O primeiro sinal de aperto já veio com os recibos do ordenado de Junho, que devido às novas taxas de retenção na fonte estão mais baixos, retirando poder de compra. Quem marcou as férias para este mês e recebeu o subsídio foi dos primeiros a ser duplamente penalizado, pois os subsídios são também alvo de mais retenção.


Com menos poder de compra, os portugueses vão ser ainda confrontados com a subida dos preços dos produtos e serviços. As novas taxas de IVA são, agora, de 6%, 13% e 21%, como fixa a Lei n.º 12-A/2010 publicada ontem em Diário da República, às 17 horas.

Comprar produtos básicos como pão, leite, carne, peixe ou batatas e cebolas vai ficar mais caro, apesar de algumas cadeias de super e hipermercados garantirem que não fazer reflectir o aumento do IVA nos seus preços. As facturas de serviços essenciais, como água, luz e gás vão, igualmente, chegar a casa dos consumidores com valores mais altos.


No dia-a-dia os aumentos vão, também, reflectir-se nos preços dos transportes públicos que vão, subir a partir de hoje 1,2%.
No caso das portagens, a Brisa anunciou ontem que aumenta 103 das 356 taxas de portagem, havendo 71% das portagens com os mesmos preços. Porto-Lisboa, na A1, passa de 19,55 para 19,70€.


Desempregados prejudicados

As medidas de austeridade aplicam-se, ainda, aos desempregados, que já são cerca de 700 mil. O subsídio de desemprego está mais limitado e não pode ultrapassar os 75% do salário ilíquido auferido. E, para ter acesso ao subsídio, vai ser preciso trabalhar mais tempo. O subsídio só é atribuído a quem tiver 15 meses no activo. Quem estiver desempregado terá de aceitar ofertas de emprego com um salário igual ao do subsídio.

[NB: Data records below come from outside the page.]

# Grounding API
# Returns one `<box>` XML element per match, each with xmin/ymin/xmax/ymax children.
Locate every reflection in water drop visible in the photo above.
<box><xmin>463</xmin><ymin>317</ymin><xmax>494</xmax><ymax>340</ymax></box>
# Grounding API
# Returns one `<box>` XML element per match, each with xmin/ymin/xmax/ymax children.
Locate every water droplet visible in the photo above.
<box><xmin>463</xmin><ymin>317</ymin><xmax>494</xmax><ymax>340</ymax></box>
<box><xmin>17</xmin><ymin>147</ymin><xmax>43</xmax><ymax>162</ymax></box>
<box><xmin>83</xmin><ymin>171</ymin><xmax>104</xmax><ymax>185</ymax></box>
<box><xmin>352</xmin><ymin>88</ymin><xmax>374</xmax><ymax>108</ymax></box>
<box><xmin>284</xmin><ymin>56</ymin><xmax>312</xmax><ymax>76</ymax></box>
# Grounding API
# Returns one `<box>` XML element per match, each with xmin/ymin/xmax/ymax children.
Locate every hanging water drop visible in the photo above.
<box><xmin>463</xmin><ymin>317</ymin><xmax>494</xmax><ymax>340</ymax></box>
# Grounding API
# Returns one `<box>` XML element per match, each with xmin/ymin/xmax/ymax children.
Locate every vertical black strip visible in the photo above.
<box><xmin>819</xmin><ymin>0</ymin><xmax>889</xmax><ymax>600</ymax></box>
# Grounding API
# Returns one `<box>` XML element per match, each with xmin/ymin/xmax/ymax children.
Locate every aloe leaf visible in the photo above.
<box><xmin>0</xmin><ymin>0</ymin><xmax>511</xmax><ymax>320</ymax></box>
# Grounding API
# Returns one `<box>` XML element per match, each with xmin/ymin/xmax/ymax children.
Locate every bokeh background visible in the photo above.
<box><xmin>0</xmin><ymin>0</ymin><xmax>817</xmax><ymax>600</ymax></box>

Também os desempregados há mais de um ano vão ser obrigados a aceitar um emprego que garanta um salário bruto igual ao valor da prestação (até agora o salário de oferta tinha de ser 25% superior).


As regras mudam também para quem recebe prestações sociais não contributivas e apoios sociais, como o Rendimento Social de Inserção, ou o abono de família. Quem tiver mais de 100 mil euros em depósitos ou acções não terá direito a apoios.